Die UEFA hat nach den schweren Ausschreitungen im Europa-League-Spiel zwischen Slovan Bratislava und Sparta Prag am Donnerstag (0:3) ein Disziplinarverfahren eingeleitet.

Beide Klubs müssen sich für das Fehlverhalten ihrer Anhänger verantworten, Gastgeber Bratislava werden zudem "organisatorische Fehler" vorgeworfen.

Am Donnerstag soll es zu einer Anhörung kommen.

Dem ukrainischen Erstligisten Metalist Charkow drohen nach dem Duell mit Legia Warschau (0:1) Konsequenzen.

Charkow-Anhänger waren mit "rassistischem Verhalten" negativ aufgefallen.
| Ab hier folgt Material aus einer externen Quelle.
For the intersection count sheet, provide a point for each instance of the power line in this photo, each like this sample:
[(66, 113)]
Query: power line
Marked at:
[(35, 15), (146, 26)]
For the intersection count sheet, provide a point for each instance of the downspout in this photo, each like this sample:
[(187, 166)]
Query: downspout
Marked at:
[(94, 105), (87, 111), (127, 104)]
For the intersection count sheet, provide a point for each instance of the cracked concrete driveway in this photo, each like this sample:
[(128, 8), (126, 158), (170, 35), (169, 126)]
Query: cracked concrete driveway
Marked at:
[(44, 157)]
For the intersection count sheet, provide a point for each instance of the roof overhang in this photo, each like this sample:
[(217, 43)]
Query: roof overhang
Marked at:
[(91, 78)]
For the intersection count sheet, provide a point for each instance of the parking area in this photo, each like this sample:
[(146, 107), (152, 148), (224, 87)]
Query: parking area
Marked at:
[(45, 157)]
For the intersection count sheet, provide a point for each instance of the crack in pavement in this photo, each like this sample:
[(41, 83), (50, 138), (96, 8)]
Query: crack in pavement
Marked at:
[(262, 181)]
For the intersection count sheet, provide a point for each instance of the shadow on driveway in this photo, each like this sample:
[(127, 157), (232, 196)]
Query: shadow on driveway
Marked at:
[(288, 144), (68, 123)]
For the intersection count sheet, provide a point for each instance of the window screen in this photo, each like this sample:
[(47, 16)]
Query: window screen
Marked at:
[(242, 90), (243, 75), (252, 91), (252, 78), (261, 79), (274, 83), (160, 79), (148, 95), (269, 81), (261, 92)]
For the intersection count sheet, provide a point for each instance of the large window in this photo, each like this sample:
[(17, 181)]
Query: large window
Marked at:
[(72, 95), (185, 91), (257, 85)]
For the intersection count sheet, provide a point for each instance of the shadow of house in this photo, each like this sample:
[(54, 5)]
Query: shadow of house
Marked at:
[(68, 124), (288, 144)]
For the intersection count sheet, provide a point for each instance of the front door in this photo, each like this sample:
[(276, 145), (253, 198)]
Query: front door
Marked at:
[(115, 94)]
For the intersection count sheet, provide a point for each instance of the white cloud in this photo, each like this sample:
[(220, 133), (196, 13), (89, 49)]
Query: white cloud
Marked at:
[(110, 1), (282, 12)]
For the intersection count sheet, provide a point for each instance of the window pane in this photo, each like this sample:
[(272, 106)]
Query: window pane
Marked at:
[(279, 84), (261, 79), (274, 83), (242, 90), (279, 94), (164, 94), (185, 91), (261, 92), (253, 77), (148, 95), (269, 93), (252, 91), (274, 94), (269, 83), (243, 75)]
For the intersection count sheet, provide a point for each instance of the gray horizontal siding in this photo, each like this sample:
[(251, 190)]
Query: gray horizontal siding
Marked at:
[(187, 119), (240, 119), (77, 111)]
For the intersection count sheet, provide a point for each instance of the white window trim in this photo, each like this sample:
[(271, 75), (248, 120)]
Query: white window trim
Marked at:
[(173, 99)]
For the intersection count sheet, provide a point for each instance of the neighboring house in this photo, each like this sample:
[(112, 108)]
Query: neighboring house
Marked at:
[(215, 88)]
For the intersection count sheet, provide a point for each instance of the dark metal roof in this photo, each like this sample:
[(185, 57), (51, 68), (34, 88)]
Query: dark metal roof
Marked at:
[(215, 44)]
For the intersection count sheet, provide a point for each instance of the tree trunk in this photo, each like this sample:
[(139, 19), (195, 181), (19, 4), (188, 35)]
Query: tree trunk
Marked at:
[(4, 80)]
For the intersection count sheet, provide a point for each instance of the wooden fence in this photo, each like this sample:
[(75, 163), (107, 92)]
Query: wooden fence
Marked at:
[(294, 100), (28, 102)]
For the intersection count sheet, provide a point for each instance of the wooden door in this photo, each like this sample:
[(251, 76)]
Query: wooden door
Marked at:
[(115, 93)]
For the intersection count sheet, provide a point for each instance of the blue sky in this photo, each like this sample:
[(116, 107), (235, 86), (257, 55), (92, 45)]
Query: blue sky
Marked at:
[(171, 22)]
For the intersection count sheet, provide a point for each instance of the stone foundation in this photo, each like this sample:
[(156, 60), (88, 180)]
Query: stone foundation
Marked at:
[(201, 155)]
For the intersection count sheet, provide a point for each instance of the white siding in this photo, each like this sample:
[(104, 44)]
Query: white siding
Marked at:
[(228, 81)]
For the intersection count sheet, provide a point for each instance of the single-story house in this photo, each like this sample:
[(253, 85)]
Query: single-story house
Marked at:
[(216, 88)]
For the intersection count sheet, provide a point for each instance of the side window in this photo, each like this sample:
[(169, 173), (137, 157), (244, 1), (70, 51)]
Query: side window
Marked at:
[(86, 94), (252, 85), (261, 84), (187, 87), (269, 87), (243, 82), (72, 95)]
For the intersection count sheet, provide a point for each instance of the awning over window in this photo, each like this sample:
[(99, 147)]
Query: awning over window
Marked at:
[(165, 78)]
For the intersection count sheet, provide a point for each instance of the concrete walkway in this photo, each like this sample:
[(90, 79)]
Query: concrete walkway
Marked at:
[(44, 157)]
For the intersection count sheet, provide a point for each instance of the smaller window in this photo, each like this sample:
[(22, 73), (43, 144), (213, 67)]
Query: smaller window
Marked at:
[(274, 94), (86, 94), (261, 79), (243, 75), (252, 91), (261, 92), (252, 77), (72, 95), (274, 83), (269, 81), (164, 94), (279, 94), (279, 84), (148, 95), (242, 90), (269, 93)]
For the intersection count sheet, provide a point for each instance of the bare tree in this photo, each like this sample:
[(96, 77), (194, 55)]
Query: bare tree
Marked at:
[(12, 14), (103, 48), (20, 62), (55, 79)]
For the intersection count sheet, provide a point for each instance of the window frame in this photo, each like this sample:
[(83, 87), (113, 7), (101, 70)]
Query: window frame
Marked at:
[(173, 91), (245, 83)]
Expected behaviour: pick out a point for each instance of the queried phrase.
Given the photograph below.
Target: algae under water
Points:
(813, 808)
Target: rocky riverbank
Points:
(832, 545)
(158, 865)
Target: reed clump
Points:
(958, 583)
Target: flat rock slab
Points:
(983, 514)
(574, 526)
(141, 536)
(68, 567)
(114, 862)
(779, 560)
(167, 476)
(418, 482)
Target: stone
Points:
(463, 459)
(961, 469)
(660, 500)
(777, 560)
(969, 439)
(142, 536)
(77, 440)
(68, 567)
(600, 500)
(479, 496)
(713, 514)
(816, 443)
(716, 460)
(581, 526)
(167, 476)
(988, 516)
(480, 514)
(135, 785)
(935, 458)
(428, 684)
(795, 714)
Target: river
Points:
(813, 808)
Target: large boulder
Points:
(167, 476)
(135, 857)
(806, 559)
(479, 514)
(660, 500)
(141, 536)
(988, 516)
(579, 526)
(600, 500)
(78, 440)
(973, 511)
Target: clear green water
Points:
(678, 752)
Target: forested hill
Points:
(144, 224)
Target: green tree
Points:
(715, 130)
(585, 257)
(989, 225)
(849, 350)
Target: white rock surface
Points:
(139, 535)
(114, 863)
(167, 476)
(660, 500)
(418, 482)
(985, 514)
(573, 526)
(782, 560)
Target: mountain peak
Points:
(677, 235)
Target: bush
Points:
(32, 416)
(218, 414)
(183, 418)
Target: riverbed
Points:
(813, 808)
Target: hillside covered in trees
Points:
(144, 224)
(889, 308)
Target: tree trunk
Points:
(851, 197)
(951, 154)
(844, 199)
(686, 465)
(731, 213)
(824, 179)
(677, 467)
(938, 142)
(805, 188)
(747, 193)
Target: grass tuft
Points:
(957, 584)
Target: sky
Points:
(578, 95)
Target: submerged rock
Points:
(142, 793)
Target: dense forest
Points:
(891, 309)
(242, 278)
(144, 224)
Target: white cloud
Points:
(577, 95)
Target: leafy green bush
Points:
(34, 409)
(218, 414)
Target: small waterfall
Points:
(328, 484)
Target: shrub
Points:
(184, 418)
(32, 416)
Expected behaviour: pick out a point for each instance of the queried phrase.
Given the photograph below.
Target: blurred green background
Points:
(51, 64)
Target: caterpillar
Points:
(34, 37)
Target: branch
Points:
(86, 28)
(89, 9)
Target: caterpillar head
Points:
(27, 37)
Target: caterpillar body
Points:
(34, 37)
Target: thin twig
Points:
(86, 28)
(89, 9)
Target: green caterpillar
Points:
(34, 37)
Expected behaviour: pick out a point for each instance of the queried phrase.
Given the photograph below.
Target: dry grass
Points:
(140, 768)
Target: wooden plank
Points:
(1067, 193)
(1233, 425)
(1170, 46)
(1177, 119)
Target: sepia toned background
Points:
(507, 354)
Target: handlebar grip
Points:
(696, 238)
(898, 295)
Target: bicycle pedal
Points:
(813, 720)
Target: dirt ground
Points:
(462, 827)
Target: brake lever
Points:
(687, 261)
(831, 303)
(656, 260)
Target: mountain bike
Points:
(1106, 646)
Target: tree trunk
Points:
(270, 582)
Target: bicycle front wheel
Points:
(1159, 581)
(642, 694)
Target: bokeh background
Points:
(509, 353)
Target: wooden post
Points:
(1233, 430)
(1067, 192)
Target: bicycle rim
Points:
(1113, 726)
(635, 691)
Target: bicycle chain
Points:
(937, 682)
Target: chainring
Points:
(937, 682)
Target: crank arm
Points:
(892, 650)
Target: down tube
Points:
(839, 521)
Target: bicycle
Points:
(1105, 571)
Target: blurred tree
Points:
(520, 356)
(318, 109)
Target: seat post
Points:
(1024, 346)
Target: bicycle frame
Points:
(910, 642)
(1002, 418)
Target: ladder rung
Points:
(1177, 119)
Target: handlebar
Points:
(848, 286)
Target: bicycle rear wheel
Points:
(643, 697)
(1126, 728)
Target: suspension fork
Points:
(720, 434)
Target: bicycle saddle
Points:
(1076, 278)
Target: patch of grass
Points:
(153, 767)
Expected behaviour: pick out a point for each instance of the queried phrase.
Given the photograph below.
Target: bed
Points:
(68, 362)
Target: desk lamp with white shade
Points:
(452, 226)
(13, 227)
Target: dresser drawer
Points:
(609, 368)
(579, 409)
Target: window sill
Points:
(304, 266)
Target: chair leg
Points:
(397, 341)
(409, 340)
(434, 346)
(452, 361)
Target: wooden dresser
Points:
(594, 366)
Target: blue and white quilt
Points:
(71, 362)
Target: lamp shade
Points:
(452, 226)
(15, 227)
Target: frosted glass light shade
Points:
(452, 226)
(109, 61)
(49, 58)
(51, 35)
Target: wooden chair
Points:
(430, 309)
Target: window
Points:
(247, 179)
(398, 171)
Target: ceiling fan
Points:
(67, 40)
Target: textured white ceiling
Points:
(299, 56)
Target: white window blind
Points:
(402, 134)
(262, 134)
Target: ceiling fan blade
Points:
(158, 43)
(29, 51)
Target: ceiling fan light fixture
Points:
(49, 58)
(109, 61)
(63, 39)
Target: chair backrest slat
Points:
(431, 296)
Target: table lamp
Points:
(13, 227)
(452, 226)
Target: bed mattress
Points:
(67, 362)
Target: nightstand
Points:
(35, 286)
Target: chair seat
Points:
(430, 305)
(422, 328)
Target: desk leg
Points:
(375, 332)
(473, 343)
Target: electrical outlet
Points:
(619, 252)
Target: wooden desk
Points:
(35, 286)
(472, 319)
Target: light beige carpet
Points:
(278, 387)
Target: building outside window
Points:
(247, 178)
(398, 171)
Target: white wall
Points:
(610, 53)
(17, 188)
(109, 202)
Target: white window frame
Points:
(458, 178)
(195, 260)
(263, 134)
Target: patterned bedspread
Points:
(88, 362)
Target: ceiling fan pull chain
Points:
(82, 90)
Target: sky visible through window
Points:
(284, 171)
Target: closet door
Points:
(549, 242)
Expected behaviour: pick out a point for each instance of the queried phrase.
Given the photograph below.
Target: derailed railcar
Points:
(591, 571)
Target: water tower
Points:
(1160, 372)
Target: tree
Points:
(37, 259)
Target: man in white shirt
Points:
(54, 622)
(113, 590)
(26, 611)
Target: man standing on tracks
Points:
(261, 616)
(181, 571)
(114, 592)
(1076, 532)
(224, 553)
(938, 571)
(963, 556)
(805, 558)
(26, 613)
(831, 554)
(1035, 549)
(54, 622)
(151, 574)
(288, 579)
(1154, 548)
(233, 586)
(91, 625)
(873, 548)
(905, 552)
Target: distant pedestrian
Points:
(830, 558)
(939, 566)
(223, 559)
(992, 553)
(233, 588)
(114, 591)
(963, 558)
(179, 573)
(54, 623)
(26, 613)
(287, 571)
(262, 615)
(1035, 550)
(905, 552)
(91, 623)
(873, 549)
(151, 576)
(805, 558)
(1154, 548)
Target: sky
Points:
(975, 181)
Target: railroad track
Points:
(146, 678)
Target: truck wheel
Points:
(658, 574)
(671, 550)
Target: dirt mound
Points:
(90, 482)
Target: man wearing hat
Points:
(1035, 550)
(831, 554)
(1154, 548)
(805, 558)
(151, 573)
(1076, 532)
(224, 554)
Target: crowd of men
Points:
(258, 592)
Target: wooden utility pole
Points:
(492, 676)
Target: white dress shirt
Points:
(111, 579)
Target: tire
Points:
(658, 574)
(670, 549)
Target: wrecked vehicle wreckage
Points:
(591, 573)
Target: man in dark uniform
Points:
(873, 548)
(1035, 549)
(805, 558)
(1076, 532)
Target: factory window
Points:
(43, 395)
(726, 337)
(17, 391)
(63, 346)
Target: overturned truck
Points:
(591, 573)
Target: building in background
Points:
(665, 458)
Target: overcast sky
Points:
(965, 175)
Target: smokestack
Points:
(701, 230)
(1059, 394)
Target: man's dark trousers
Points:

Zudem wurden Feuerwerkskörper gezündet und ein verbotenes Banner gezeigt.

Die Anhörung findet am 13. November statt.

Das Spiel in der slowakischen Hauptstadt Bratislava hatte zwischenzeitlich unterbrochen werden müssen.

Beim Stand von 0:0 war es kurz vor der Halbzeitpause auf den Rängen zu schweren Ausschreitungen zwischen beiden Fanlagern gekommen.

Dabei drangen einige Randalierer auch in den Innenraum des Stadions ein, andere bewaffneten sich mit Absperrgittern sowie Sitzen und gingen aufeinander los.

Zudem wurden zahlreiche Bengalos gezündet.

Der schwedische Schiedsrichter Martin Strömbergsson schickte beide Teams in die Kabinen.

Nach rund 30 Minuten hatte sich die Lage so weit beruhigt, dass beide Mannschaften auf das Spielfeld zurückkehrten und die verbleibenden drei Minuten der ersten Halbzeit zu Ende spielten.

Nach dem Seitenwechsel blieb es trotz dreier Treffer der Gäste weitgehend ruhig.